As Hilfiger indicates, omnichannel is much more than simply screens in store.
“We’re also really trying to make sure that we do is manage to link all the data that we’re capturing behind the scenes,” adds Baker. “Not only is it the ‘endless aisle’ experience, but it’s also being able to really learn what people are interested in and what they’re buying, and use that to have much more relevant engagement, and dialogue – serving options that are really specific to their interest level.”
“We have to stay ahead of the competition, and stay on the edge of what is happening from a digital and technology standpoint,” says Hilfiger. “We’re really engaged in the next steps in technology, and we’re working very closely with companies that are based in Silicon Valley or have that kind of mind-set.”
A new reality
The trio see augmented reality (AR) as the next technology set to revolutionise retail, and the brand is already beginning to experiment.
“If you look at the big media companies, AR is where all the big investments are,” says Baker. “Once that becomes more embedded in the way everyone is communicating, it seems like the next logical territory for us to explore.” The first foray into AR came with the TommyNow Snap app, where one function allows customers to view personalised catwalk shows. Customer response has been strong.

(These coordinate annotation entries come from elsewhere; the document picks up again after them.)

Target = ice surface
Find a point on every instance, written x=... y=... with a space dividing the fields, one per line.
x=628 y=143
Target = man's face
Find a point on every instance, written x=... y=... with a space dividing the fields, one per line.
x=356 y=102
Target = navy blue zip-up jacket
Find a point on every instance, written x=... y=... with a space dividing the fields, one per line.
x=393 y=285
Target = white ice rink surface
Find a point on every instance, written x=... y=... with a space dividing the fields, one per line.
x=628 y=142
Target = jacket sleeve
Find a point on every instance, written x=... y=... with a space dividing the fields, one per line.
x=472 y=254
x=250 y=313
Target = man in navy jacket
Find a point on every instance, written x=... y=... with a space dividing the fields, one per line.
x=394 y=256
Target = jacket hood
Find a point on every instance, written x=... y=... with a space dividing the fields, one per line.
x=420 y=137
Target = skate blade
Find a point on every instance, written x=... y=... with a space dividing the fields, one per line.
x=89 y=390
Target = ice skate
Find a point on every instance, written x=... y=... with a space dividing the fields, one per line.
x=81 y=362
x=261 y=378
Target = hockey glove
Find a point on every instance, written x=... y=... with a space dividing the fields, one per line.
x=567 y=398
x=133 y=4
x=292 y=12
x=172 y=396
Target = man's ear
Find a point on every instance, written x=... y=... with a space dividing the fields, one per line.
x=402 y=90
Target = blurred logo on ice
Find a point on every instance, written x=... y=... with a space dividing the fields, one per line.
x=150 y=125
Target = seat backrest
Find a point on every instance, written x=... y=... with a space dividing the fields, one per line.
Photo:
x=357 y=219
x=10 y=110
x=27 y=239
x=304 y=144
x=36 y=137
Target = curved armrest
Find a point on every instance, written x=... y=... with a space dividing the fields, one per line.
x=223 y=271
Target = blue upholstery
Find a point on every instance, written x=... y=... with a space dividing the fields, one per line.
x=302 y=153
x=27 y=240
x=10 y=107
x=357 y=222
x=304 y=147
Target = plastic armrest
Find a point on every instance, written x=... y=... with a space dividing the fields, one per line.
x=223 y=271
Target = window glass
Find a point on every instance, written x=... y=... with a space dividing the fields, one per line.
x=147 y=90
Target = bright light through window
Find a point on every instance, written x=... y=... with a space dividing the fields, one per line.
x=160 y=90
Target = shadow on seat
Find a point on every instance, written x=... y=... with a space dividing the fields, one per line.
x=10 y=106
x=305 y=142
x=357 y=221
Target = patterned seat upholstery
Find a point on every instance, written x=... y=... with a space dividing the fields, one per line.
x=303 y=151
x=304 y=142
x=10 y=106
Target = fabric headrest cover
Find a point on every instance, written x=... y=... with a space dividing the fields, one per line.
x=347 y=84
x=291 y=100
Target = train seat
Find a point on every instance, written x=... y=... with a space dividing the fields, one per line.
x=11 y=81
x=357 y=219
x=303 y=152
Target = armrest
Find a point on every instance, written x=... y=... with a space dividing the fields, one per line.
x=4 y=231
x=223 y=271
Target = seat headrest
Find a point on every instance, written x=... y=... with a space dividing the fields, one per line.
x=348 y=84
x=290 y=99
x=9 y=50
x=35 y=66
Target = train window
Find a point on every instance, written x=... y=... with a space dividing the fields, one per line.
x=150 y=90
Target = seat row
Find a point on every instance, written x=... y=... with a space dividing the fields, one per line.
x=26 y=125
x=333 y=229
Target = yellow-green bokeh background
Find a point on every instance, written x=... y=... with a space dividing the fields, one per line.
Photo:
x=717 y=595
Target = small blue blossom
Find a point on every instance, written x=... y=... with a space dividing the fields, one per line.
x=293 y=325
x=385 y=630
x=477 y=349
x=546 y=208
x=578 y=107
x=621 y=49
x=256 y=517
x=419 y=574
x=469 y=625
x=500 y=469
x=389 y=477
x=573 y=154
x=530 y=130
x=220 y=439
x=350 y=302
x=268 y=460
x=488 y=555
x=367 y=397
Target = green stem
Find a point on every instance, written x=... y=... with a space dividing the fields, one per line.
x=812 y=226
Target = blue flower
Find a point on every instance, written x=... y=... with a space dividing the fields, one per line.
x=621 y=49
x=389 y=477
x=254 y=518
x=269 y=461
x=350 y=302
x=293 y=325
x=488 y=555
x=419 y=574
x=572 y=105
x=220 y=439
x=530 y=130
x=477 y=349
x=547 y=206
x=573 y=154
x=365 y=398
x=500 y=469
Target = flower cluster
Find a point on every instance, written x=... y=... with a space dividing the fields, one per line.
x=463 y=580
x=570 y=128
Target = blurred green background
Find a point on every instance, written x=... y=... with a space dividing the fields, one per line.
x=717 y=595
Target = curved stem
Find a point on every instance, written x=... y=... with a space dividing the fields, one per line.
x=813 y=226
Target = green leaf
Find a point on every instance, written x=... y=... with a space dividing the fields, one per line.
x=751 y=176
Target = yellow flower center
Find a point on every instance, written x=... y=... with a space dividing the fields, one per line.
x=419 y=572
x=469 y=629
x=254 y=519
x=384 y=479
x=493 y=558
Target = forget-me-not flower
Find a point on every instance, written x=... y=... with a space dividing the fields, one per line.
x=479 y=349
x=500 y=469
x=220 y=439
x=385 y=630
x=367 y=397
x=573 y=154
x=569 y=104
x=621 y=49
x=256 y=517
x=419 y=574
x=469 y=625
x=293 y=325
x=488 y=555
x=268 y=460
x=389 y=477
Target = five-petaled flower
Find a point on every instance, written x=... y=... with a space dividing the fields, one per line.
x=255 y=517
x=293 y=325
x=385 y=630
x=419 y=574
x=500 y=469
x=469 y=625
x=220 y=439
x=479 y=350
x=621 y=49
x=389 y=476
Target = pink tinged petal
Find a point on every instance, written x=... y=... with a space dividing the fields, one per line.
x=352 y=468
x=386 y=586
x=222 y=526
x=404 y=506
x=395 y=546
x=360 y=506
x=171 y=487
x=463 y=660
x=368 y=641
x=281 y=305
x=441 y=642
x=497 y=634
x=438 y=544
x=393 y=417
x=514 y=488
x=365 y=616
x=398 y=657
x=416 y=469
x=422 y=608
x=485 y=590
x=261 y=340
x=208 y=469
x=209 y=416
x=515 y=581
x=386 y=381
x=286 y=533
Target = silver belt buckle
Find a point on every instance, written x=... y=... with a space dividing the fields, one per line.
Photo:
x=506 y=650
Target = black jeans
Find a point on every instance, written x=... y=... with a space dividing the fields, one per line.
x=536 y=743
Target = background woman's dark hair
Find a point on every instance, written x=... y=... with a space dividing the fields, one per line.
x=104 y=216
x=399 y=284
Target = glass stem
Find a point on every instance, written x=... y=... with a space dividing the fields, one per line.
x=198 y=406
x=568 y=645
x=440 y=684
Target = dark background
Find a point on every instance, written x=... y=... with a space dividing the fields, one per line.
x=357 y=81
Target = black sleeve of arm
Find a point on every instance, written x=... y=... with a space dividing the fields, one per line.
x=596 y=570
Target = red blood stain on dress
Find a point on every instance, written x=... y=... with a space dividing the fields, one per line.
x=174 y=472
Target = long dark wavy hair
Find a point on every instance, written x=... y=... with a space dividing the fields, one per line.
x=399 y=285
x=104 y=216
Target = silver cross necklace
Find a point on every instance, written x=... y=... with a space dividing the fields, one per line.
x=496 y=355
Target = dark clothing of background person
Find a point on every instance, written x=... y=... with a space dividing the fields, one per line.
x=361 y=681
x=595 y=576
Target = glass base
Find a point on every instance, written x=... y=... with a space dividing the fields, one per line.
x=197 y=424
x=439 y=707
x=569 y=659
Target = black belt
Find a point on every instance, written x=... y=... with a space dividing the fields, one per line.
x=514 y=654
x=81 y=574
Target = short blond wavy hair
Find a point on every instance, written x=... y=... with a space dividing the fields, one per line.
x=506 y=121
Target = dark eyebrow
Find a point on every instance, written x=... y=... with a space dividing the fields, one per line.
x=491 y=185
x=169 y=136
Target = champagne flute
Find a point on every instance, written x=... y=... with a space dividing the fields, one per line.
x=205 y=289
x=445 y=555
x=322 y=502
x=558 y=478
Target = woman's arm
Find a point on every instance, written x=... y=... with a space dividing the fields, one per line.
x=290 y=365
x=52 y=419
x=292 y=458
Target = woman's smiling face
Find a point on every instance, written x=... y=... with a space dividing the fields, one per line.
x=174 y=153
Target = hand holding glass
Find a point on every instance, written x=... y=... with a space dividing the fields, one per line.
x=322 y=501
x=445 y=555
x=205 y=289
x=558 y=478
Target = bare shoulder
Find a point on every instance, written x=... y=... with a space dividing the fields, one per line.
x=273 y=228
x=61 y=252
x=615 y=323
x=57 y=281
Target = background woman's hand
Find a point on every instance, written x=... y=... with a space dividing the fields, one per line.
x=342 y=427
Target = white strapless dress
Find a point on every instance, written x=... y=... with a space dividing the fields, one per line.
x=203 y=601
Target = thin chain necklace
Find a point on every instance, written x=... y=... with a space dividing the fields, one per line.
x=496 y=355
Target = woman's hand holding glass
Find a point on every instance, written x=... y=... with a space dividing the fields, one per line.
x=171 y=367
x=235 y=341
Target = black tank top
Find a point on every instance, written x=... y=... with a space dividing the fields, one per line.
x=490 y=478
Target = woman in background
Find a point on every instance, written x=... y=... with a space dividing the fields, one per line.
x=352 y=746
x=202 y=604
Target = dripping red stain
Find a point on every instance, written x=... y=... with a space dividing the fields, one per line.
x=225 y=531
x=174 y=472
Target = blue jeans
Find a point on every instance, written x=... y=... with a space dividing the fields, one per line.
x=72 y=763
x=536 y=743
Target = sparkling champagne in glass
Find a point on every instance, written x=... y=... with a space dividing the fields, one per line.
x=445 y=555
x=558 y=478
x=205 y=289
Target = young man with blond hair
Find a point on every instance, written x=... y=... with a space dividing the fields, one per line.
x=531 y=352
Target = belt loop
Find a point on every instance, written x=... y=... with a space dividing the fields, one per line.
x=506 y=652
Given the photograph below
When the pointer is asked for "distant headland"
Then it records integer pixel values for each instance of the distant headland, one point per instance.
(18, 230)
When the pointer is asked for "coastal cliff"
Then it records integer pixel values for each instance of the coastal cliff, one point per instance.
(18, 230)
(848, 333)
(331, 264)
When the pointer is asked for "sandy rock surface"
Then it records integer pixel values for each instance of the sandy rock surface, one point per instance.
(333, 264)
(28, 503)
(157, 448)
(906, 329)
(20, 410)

“We almost crashed the internet last show because there was so much demand,” jokes Hilfiger.
Grieder highlights that the viral success of the Pokemon Go app last year brought the technology into mainstream use, and AR has the potential to further link stores and online.
We keep evolving, and we keep reinventing and disrupting
As the investment in the Regent Street store and the “rock circus” debut indicate, London is an important and growing market for Tommy Hilfiger. “It really is leading the trends, especially in Europe ” explains Baker. “It’s so exciting to see how much momentum is around the brand here, especially with a younger audience.”
“The UK business is growing,” adds Hilfiger. “We’re seeing great results in the UK, beyond our expectations. The UK has surprised all of us.”
Grieder stresses that the brand “really works” for the UK consumer, and after teething problems when the brand initially entered the market, is optimistic: “We had some challenges in the beginning, 20 years ago when we launched, but in the past three to five years we have increased the business from a quality, distribution and store standpoint. The younger generation is really picking up on the brand and I think now is the right moment for us to conquer the market.”
Despite the swiftly evolving demands of the consumer, Hilfiger and his top team are focused on keeping the brand at the top of its game, with innovation at its core. “We keep evolving, and we keep reinventing and disrupting,” says Hilfiger with a grin. “We’re not static – we’re moving ahead and pushing the envelope at all times.”